A unique example of drug metabolism: tetra- and penta-oxygenation reactions of capravirine in rats, dogs and humans.

Six tetra- and two penta-oxygenated capravirine metabolites observed in rats, dogs and humans represent the maximum numbers of isomers that can be predicted since oxygenations are restricted at the pyridinyl nitrogen (N-oxidation), sulfur (sulfoxidation), and isopropyl group (hydroxylation), exemplifying a unique case that is very unusual for sequential drug metabolism.

Metabolism and excretion of capravirine, a new non-nucleoside reverse transcriptase inhibitor, alone and in combination with ritonavir in healthy volunteers.
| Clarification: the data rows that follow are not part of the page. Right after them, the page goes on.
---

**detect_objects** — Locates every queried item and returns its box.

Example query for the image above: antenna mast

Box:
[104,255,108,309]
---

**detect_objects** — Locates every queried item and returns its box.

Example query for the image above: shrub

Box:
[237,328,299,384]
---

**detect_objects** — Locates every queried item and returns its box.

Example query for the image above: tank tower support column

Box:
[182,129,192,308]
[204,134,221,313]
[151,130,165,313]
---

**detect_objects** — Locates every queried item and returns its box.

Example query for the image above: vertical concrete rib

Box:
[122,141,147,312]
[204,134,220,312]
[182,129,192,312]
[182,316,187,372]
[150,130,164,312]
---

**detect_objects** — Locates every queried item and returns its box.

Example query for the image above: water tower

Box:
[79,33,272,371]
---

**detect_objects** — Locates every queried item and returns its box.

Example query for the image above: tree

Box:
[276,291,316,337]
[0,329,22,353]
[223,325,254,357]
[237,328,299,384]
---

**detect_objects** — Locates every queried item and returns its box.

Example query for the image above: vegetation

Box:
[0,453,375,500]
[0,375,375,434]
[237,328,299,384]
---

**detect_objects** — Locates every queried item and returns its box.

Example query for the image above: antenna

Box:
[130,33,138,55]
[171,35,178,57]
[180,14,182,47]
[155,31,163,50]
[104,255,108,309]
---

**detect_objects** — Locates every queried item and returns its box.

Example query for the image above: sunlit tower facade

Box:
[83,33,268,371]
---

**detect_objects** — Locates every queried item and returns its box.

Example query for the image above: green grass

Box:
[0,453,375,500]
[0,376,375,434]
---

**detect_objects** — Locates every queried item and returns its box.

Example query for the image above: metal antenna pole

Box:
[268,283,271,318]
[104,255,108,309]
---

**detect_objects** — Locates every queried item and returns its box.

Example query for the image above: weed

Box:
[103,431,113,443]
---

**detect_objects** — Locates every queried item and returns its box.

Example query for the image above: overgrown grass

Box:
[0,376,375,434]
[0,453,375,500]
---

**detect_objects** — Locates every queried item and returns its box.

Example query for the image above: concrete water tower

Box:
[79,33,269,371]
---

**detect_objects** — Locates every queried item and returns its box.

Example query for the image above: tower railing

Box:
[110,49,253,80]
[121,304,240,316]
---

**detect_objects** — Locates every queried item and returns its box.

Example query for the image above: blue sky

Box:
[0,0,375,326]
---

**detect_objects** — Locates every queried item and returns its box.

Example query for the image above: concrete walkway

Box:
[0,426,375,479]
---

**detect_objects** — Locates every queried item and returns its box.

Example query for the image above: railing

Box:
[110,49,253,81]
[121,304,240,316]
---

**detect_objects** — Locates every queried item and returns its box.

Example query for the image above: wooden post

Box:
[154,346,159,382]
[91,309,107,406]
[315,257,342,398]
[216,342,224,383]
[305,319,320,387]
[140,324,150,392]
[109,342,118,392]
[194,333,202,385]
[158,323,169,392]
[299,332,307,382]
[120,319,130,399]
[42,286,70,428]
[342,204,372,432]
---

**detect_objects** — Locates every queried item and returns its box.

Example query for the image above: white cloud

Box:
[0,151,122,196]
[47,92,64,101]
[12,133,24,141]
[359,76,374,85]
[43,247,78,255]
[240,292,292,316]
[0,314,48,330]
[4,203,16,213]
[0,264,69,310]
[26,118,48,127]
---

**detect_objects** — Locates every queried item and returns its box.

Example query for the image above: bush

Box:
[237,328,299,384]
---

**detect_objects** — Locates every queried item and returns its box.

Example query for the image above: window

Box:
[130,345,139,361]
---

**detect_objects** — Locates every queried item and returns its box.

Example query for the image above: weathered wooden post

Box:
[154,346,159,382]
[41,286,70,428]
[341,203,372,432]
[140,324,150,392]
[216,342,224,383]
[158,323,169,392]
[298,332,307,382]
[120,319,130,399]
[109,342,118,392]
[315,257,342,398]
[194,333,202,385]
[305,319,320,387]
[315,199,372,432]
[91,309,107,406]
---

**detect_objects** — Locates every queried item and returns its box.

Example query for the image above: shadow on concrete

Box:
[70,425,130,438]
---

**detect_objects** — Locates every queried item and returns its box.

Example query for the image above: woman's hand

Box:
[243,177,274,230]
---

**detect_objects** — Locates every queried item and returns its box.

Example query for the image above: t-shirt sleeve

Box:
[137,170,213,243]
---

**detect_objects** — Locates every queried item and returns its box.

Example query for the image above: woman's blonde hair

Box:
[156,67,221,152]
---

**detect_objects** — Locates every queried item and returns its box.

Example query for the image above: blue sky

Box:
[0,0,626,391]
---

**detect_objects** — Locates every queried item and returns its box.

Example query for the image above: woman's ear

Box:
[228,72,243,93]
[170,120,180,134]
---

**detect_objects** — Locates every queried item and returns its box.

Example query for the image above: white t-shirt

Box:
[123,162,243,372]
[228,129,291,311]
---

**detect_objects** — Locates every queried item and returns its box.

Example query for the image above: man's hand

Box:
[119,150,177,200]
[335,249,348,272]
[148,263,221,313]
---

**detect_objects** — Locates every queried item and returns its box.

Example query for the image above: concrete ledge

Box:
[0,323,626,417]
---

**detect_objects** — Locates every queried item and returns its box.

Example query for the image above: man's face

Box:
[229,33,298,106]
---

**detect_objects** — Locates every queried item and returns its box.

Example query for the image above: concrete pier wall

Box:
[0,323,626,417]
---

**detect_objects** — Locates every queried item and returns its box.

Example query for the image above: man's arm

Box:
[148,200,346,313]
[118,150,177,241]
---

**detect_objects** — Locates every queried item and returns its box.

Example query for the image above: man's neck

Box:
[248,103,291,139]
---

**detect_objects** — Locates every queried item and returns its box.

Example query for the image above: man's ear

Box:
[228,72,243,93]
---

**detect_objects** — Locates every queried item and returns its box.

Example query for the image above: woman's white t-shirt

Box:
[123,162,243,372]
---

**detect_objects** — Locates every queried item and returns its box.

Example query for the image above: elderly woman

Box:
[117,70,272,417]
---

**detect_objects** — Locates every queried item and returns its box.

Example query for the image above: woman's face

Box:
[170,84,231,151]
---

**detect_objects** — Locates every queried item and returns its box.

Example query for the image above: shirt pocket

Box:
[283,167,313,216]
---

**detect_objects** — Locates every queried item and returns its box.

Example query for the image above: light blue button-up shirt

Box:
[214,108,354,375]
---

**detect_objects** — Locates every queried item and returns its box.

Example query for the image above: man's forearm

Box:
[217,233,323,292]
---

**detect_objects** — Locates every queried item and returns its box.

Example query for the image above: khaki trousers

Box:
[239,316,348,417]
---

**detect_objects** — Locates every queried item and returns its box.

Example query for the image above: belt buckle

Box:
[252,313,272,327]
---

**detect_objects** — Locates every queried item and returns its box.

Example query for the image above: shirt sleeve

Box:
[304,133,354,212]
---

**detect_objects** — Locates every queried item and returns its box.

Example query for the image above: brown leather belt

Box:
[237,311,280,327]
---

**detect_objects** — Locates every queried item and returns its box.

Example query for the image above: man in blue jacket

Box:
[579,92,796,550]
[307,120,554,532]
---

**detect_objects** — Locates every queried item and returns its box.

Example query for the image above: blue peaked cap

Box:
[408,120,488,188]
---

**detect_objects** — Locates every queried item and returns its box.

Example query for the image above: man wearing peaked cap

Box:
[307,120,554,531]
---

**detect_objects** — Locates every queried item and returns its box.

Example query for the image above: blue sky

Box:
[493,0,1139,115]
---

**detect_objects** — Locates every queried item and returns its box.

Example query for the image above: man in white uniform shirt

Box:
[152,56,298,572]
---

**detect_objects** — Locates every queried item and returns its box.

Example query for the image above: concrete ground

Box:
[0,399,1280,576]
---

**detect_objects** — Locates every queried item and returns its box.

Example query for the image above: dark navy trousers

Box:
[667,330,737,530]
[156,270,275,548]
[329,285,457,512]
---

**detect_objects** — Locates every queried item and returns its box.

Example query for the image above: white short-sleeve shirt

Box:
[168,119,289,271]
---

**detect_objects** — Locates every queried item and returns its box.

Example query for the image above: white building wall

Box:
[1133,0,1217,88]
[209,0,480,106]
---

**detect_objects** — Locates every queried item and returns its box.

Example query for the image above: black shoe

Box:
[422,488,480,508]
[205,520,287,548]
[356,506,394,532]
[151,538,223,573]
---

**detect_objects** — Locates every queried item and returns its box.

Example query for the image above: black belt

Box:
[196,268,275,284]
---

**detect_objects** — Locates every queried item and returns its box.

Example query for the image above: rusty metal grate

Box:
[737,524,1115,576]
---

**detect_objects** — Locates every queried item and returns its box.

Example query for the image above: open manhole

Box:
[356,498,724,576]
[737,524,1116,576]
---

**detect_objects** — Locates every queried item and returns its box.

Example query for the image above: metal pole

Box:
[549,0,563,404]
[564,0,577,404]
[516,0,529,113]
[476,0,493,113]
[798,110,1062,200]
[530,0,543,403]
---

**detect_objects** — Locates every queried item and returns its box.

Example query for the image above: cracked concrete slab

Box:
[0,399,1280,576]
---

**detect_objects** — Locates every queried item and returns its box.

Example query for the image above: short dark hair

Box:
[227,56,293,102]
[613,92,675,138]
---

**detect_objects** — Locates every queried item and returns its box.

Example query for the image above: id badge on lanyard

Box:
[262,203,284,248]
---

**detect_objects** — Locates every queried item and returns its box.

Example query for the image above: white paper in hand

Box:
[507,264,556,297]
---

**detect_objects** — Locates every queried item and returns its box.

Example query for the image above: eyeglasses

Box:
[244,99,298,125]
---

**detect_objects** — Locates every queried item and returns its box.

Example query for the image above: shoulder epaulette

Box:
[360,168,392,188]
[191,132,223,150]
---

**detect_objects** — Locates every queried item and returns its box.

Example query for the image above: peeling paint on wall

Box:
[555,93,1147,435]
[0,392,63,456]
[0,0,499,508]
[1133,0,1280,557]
Metabolism and disposition of capravirine, a new non-nucleoside reverse transcriptase inhibitor, were studied in healthy male volunteers who were randomly divided into two groups (A and B) with five subjects in each group. Group A received a single oral dose of [(14)C]capravirine (1400 mg) and group B received multiple oral doses of ritonavir (100 mg), followed by a single oral dose of [(14)C]capravirine (1400 mg). Mean total recoveries of radioactivity for groups A and B were 86.3% and 79.0%, respectively, with a mean cumulative recovery in urine comparable with that in feces for both groups. Excretion of unchanged capravirine was negligible in urine and low in feces for both groups. The results suggest that capravirine was well absorbed, with metabolism as the principal mechanism of clearance. Capravirine underwent extensive metabolism to a variety of metabolites via oxygenations (mono-, di-, tri-, and tetra-) representing the predominant pathway, glucuronidation, and sulfation in humans. No useful plasma profiles of group A were obtained due to extremely low levels of plasma radioactivity. Analysis of group B plasma indicated that unchanged capravirine was the major radiochemical component, with three monooxygenated products and a glucuronide of capravirine as the major circulating metabolites. Nineteen metabolites were identified using liquid chromatography-multistage ion-trap mass spectrometry methodologies. In summary, coadministration of low-dose ritonavir (a potent CYP3A4 inhibitor) drastically decreased the levels of sequential oxygenated metabolites and markedly increased the levels of the parent drug and primary oxygenated metabolites overall in plasma, urine, and feces.